The elephant is seen, not only as a beast so strong that he can carry a tower--Coventry's castle--full of armed men, but also a symbol of Christ's redemption of the human race. The animal, according to one of the "Bestiary" stories, is supposed to sleep standing, leaning against a tree. Hunters sever the tree trunk, and he falls helpless to the ground, until a small elephant approaches and pulls him up with his trunk.

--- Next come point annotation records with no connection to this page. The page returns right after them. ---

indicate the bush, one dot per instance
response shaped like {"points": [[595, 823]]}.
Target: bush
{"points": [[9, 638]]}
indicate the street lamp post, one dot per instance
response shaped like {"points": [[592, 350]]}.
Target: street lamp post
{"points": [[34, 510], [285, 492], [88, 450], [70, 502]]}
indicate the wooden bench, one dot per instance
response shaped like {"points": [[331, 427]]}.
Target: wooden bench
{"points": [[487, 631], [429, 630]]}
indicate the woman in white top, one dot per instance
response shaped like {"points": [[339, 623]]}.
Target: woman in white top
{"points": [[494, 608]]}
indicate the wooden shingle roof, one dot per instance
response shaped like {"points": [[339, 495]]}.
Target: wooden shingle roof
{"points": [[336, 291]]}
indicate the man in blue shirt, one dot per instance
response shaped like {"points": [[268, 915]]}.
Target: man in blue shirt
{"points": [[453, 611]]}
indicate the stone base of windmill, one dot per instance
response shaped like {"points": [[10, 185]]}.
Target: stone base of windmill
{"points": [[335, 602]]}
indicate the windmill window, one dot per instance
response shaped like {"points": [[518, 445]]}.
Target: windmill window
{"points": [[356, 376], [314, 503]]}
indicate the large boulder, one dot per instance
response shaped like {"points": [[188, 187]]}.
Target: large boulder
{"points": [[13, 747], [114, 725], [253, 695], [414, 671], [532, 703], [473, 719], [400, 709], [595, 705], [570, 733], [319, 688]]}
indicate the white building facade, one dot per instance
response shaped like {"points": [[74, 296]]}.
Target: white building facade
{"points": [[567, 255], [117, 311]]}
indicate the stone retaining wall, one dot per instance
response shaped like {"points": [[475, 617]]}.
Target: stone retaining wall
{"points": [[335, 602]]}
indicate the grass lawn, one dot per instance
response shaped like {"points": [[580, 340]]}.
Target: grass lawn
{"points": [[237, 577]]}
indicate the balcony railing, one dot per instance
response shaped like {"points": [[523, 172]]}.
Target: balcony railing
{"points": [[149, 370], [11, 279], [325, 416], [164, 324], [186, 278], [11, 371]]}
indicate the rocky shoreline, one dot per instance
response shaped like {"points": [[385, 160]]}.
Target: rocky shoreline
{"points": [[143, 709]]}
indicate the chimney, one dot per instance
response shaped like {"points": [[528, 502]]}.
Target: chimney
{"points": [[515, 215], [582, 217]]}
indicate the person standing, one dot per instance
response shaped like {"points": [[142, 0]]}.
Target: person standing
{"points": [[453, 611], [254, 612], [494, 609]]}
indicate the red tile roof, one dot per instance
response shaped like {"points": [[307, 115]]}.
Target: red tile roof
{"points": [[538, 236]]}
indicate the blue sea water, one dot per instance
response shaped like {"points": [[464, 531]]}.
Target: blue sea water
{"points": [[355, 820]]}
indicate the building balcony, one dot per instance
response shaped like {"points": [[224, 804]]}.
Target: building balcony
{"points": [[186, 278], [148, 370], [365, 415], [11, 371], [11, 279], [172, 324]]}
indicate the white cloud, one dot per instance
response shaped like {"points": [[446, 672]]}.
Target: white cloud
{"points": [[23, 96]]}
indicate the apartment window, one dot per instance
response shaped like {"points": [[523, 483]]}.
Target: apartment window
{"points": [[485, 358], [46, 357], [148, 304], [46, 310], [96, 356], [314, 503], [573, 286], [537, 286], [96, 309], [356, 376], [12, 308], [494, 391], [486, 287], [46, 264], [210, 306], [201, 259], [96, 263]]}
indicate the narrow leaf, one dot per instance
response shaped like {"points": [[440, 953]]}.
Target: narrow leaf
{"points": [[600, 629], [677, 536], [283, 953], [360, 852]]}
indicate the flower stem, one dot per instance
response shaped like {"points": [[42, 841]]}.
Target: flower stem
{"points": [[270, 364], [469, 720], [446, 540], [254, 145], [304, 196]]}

Mary Dormer Harris says that "those familiar with the curious cast of medieval thought will not be astonished that in this story was seen as a type of the fall of Adam and Eve and of Christ's redemption of the human race". The foe of the elephant was a dragon, who devoured newly-born elephants, and, like the elephant, Adam and Eve had their dragon, the tempter for their foe. They eat of the forbidden fruit and are lost. They are redeemed by Christ, as also the young elephant, "through a tree" succours those who have fallen.
The elephant, then, is a dragon slayer and is associated with a tree. There is now a forgotten tradition of dragon slaying in this neighborhood--and Coventry to be the birth place of St. George, who slew the dragon. In the early seals of Coventry, from which our coat-of-arms derives, are shown, on one side, the Combat between another dragon-slayer, the Archangel Michael, and the dragon. On the other is the elephant and castle.
Mary Dormer Harris points out that the tree has been dropped out of armorial bearings of the city, and it is a tree from which Coventry almost certainly took its name--Cofa's tree. In the medieval mind, then, the elephant suggested the eating of the fruit of the tree of knowledge of good and evil, and did not merely symbolize strength.